Chhabria worked at the firm between 2002-2004, a time period when Monsanto’s legal battle over Posilac was in high gear.The firm was reportedly involved in the issuein part by “sending letters to virtually all U.S. dairy processors, warning that they faced potential legal consequences if they labeled their consumer products as “rbGH-Free.”

Covington is perhaps best known for its work for the tobacco industry. A judge in Minnesota in 1997 ruled that the firm was willfully disregarding court orders to turn over certain documents pertaining to claims that the tobacco industry engaged in a 40-year conspiracy to mislead the public about the health impacts of smoking and hide damaging scientific research from public view.

Shortly before Obama selected Chhabria for his federal judgeship, an array of former Covington & Burling attorneys took spots in the administration, including Attorney General Eric Holder and deputy chief of staff Daniel Suleiman. It was reported that employees of the law firm contributed more than $340,000 to Obama’s campaign.

Chhabria’s tenure at Covington was short, to be sure. There is no apparent evidence Chhabria ever represented Monsanto’s interests directly. But he is also no stranger to the world of corporate power and influence.How those dots connect in this case is so far unclear.

February 28, 2019: Trial Takes a Day Off

Thursdays are ‘dark’ days for the Roundup cancer trial, meaning lawyers, jurors and witnesses have a day to catch their breath and regroup. And after the fast and furious first three days of the trial, they probably can use the break.

After losing another juror on Wednesday morning, the trial proceeded with the testimony of plaintiff’s expert witness and former U.S. government scientist Christopher Portier. The testimony was provided via a video recorded in Australia last week.

During an afternoon break in Portier’s testimony, Judge Chhabria took a few moments to explain himself for certain comments he made to plaintiff’s lead counsel Aimee Wagstaff on Tuesday before sanctioning her for what he said was misconduct in her opening statement to the jury. (see prior blog entries for details.)

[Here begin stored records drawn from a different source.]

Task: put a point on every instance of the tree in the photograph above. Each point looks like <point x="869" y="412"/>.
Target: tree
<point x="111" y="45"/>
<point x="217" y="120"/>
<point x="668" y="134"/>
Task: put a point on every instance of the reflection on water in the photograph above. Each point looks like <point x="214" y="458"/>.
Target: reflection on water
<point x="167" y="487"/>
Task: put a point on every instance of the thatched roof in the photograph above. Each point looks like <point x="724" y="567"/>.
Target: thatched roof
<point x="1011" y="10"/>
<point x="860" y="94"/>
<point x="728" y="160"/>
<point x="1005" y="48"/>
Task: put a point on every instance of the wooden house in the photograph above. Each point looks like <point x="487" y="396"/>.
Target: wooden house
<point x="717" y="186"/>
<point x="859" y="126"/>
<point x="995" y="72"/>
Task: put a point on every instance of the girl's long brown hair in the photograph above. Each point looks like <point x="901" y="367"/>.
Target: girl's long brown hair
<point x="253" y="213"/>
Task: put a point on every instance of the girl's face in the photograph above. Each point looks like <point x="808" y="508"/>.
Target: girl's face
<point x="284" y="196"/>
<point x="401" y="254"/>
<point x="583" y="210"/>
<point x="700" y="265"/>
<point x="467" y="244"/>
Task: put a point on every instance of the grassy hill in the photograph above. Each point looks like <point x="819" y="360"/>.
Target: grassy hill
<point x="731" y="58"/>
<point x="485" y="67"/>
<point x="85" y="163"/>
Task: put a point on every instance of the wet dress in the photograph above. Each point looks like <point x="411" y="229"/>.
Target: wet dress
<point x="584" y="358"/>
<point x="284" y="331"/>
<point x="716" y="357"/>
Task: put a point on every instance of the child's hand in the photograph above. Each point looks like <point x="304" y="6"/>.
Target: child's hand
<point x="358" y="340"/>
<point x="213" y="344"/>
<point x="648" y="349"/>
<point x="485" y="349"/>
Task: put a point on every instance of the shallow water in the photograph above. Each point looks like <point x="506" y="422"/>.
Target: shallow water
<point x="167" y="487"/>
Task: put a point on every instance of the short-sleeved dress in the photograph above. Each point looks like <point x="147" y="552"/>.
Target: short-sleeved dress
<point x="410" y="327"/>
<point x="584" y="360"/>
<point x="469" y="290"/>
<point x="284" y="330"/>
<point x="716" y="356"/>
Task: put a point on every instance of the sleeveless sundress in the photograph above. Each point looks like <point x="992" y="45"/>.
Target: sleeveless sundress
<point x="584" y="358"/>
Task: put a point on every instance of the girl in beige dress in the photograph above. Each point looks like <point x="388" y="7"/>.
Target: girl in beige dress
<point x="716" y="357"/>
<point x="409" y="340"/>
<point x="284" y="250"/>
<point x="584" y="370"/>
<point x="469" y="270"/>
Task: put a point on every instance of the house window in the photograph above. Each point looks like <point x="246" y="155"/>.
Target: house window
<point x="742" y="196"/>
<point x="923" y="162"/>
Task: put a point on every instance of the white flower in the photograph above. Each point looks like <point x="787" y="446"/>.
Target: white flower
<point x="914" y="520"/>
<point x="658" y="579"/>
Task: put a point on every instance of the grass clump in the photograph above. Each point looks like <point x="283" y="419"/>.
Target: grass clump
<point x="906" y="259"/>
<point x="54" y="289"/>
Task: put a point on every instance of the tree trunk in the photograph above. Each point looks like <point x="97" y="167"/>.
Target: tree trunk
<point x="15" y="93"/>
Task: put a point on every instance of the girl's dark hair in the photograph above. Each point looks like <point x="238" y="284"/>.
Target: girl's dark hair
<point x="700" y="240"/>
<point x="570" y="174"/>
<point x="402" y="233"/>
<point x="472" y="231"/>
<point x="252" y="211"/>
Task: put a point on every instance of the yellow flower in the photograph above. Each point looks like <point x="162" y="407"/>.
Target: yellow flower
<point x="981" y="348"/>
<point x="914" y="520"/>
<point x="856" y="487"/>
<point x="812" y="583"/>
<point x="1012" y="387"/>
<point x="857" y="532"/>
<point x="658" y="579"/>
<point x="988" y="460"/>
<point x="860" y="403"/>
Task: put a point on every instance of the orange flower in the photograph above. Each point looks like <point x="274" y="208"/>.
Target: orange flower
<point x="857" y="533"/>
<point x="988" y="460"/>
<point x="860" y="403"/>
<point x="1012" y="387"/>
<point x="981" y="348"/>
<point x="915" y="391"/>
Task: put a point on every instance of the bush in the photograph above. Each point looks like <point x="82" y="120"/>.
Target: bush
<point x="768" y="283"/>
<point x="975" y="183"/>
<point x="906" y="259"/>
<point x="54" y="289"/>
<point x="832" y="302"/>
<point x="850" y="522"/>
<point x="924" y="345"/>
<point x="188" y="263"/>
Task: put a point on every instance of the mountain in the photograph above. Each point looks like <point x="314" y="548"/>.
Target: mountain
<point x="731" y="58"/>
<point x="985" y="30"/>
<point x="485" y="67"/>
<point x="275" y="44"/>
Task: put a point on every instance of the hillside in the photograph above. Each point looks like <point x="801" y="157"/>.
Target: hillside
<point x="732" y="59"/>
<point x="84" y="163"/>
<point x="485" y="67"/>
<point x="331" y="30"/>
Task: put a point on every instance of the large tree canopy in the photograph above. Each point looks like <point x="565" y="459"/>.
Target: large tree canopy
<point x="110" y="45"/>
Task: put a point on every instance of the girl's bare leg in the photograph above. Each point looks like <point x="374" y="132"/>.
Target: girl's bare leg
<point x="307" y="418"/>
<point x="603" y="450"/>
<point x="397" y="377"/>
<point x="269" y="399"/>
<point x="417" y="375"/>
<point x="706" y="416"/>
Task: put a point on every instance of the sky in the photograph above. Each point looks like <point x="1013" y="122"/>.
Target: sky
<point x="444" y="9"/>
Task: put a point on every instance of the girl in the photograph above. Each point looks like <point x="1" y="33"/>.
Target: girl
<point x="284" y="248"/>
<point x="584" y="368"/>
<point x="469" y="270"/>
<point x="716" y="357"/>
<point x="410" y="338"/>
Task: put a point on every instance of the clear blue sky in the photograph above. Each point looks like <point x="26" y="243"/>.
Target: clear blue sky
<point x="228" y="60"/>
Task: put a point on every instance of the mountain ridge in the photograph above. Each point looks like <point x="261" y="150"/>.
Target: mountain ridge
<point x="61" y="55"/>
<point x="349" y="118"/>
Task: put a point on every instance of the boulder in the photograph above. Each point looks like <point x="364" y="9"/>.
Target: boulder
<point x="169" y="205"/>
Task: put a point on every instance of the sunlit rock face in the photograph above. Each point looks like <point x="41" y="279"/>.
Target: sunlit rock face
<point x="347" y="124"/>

The following is a brief excerpt:

THE COURT: Before we bring in the jury, I want to
make a quick statement to Ms. Wagstaff.
I was reflecting on the OSC hearing last night, and I
wanted to clarify one thing. I gave a list of reasons why I
thought your conduct was intentional, and one of those reasons
was that you seemed to have prepared yourself in advance for —
that you would get a hard time for violating the pretrial
rulings. In explaining that, I used the word “steely,” and I
want to make clear what I meant by that.
I was using steely as an adjective for steeling yourself,
which is to make yourself ready for something difficult and
unpleasant. My point was that I perceived no surprise on your
part; and since lawyers typically seem surprised when they are
accused of violating pretrial rulings, that was relevant to me
on the issue of intent. But “steely” has another meaning as
well, which is far more negative. And I want to assure you
that that’s not the meaning that I was using nor was I
suggesting anything about your general character traits.
So I know you continue to disagree with my ruling and my
findings about intent, but I wanted to make that point very
clear.
MS. WAGSTAFF: Thank you, Your Honor.

February 27, 2019: Judicial Threats and Judge Jokes

(UPDATE – Another juror has just been dismissed. One of the seven women jurors has been dismissed in morning proceedings. That leaves one man and six women. A total of six jurors are required and all must be unanimous in their verdict.)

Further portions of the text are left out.